Lecture 6

Question 1

What is PCR?

Answer 1

A lab technique to amplify millions/billions of copies of a specific DNA segment using a thermal cycler.

Question 2

Name three applications of PCR.

Answer 2

DNA sequencing, disease diagnosis (e.g., pathogens), and species identification (e.g., marine organisms).

Question 3

What are the three main steps of PCR?

Answer 3

Denaturation, Annealing, Extension (repeat for 20–40 cycles).

Question 4

What happens during denaturation?

Answer 4

DNA strands separate at 94–98°C, breaking hydrogen bonds to create single-stranded DNA.

Question 5

Describe annealing in PCR.

Answer 5

Primers bind to complementary sequences at 50–65°C. Critical for specificity!

Question 6

What occurs during extension?

Answer 6

Taq polymerase adds dNTPs at 72°C, synthesizing new DNA strands from primers.

Question 7

Why are PCR steps repeated cyclically?

Answer 7

To exponentially amplify DNA (doubling copies each cycle).

Question 8

What are primers?

Answer 8

Short synthetic DNA sequences (18–30 nt) that bind to the target DNA region.

Question 9

What is the ideal primer length?

Answer 9

18–30 nucleotides for balance between specificity and binding efficiency.

Question 10

How is Tm calculated?

Answer 10

Tm=2(A+T)+4(C+G). Aim for 60–65°C for forward/reverse primers.

Question 11

What is optimal GC content for primers?

Answer 11

40–60% to ensure stable binding (avoid too many G/C or A/T).

Question 12

Why should primers end with G/C?

Answer 12

Stronger binding due to triple hydrogen bonds (vs.
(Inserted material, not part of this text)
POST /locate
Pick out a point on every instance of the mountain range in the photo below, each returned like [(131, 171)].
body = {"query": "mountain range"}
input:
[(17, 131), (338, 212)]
A/T’s two).

Question 13

How to avoid primer-dimers?

Answer 13

Design primers without self-complementary regions or inter-primer homology.

Question 14

Why is primer design critical?

Answer 14

Poor design causes non-specific amplification or failed reactions.

Question 15

Design reverse primer for 5’-ATGCCGTA…-3’.

Answer 15

Reverse primer: 3’-…TACGGCAT-5’

Question 16

How is PCR used in marine research?

Answer 16

DNA barcoding, studying coral symbionts (e.g., zooxanthellae), and tracking microbial diversity.

Question 17

What is DNA barcoding?

Answer 17

Amplifying specific genes (e.g., COI) to identify marine species.

Question 18

How does PCR study ocean microbes?

Answer 18

Amplifies 16S rRNA genes to analyze bacterial diversity.

Question 19

How does PCR study coral symbionts?

Answer 19

Amplifies zooxanthellae DNA to track genetic shifts under stress.

Question 20

Why is Taq polymerase used in PCR?

Answer 20

Thermostable enzyme from Thermus aquaticus; survives high temps during denaturation.

Question 21

What is a thermal cycler?

Answer 21

Machine automating PCR’s temperature changes for denaturation, annealing, extension.

Question 22

How does PCR differ from in vivo replication?

Answer 22

PCR uses heat to denature DNA and synthetic primers; no helicase or RNA primers.

Question 23

List ideal primer properties.

Answer 23

18–30 nt, Tm 60–65°C, GC 40–60%, G/C at 3’ end, no dimers/hairpins.

Question 24

How does PCR monitor zooxanthellae?

Answer 24

Amplifies algal DNA to identify stress-tolerant strains in corals over time.

Question 25

what are primer dimers

Answer 25

when two primers (forward and reverse) anneal to each other instead of binding to the target DNA template

Question 26

What are Intra-Primer Dimers?

Answer 26

These occur when a single primer molecule folds back on itself and anneals to its own sequence, forming a hairpin-like structure.

Question 27

What are Inter-Primer Dimers?

Answer 27

These occur when two primer molecules (forward and reverse) anneal to each other instead of binding to the target DNA.